Improve your memory and focus in just 2 minutes

 

Underneath all the brainpower and creativity flowing through Silicon Valley, there’s something else that may be a surprising reason for all the success: meditation.

Yes, huge companies like Google often offer classes and resources to their employees to introduce them to the benefits of yoga – and there must be a lot of benefits, if Google is a proponent of the exercise!

Still, you don’t need Google to show you how to meditate. Actually, let me rephrase that – you might want to literally google how to meditate. But here’s the point: meditation is so simple and impacts your life in so many positive ways.

Keep reading to learn about the various benefits and methods of meditation. Who knows? After practicing meditation for a while, you might end up with the amazing awareness and wisdom of this kid:

What exactly is meditation?

Meditation is, simply, an exercise for your mind. More importantly, it involves focus and awareness.

There are two types: mindful meditation and open-monitoring meditation.
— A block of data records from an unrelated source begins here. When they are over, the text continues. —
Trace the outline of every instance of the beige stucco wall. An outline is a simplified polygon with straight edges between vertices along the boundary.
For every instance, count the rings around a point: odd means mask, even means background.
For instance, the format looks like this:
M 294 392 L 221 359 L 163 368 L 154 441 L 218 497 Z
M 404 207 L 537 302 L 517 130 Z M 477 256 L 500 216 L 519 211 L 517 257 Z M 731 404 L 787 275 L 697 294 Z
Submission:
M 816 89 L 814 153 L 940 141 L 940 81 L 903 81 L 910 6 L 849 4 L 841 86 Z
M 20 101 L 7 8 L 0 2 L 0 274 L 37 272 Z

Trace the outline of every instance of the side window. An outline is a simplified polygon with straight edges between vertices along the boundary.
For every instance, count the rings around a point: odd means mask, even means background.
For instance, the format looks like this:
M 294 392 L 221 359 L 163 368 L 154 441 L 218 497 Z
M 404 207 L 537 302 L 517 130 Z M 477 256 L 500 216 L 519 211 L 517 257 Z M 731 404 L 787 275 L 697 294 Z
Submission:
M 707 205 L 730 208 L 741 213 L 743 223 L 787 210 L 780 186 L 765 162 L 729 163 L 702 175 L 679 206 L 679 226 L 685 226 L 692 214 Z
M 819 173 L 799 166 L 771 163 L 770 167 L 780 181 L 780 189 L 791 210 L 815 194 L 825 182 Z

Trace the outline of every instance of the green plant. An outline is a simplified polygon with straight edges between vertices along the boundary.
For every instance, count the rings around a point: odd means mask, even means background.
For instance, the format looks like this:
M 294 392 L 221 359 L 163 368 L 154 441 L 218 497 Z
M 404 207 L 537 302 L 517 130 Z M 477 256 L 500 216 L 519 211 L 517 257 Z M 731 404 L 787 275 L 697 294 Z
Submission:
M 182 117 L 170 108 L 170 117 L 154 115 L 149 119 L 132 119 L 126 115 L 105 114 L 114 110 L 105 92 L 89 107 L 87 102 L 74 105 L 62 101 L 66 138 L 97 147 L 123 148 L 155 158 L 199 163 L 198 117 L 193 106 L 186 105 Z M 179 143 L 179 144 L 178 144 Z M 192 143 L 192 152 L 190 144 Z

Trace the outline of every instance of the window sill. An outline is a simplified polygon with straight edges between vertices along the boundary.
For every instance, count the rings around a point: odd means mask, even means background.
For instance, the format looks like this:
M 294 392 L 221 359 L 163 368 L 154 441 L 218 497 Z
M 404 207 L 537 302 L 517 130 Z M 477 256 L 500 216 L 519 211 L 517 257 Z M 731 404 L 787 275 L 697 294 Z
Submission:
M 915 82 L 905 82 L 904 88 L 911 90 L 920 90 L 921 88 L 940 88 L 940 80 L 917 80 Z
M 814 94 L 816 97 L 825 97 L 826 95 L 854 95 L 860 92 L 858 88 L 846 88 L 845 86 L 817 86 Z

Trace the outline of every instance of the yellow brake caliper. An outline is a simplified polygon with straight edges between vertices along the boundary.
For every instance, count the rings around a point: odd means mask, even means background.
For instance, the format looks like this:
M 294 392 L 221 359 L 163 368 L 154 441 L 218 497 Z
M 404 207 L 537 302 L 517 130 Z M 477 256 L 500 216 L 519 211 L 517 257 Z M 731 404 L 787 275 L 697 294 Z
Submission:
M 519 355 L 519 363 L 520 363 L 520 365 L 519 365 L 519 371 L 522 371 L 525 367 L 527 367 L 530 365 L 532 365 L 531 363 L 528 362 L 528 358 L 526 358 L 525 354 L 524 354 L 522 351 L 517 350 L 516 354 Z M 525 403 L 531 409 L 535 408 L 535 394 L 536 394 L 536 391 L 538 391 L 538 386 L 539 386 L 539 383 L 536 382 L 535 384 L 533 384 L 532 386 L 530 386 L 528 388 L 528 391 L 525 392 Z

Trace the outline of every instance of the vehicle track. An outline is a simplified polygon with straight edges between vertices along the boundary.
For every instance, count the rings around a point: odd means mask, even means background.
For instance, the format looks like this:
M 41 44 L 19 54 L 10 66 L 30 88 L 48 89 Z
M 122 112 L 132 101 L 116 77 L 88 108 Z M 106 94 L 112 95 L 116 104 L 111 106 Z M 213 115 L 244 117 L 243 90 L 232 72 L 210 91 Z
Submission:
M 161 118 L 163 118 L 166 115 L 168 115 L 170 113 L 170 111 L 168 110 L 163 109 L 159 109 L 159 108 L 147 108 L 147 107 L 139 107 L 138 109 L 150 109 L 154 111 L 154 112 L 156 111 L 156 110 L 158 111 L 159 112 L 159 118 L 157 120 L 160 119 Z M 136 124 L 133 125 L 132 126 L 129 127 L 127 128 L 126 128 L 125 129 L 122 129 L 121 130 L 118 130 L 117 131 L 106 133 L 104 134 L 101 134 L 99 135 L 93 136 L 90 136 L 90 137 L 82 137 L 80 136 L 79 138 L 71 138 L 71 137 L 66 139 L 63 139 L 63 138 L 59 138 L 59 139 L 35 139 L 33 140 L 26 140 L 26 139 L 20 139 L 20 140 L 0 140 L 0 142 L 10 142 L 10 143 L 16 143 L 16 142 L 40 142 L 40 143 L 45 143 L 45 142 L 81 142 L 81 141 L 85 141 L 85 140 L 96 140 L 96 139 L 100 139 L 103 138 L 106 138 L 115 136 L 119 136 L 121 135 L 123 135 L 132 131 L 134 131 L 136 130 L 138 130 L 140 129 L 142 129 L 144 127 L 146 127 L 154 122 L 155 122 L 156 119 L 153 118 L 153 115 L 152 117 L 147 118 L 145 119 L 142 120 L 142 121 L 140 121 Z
In mindful meditation, you focus on one aspect of your body – only that aspect. It could be your breathing, something in your environment, or just a particular part of your body. On the other hand, in open-monitoring meditation, you’re not focusing on one particular thing. Instead, you’re letting things happen – such as your thoughts – and simply noticing them, not reacting to them.

Why should I meditate? What’s in it for me?

There are a bunch of scientific reasons for why you should meditate, but I don’t want to bore you with all the explanations. (If you want to read more about it, you can do so at this link!)

After you meditate, you’ll notice that you’re better at focusing (especially if you just did some mindful meditation). This is great for your productivity at school and at work. (See why Google loves for its employees to do some meditating?)

You’ll also find yourself with more compassion, more creativity, and a better memory! Meditation also helps you become less anxious.

All of these health benefits without having to raise your heart rate. Now that’s amazing.

How do I meditate?

I’ve already briefly described the two main types of meditation in the first section (mindfulness and open-monitoring). You can find a huge amount of resources on the Internet on meditation, so I encourage you to do some research and see what works best for you.

To get you started, here’s a simple exercise in meditation:

  1. Sit down or lie down in a comfortable position. You should find a position that you can stay in for an extended period of time.
  2. Close your eyes.
  3. Let yourself breathe naturally. Focus on your breaths as you inhale and exhale. Block out everything except for your breaths as you inhale and exhale. If your mind wanders onto another topic, bring your focus back to counting your breaths. Do this for 1 to 2 minutes, and then increase the duration as you see fit.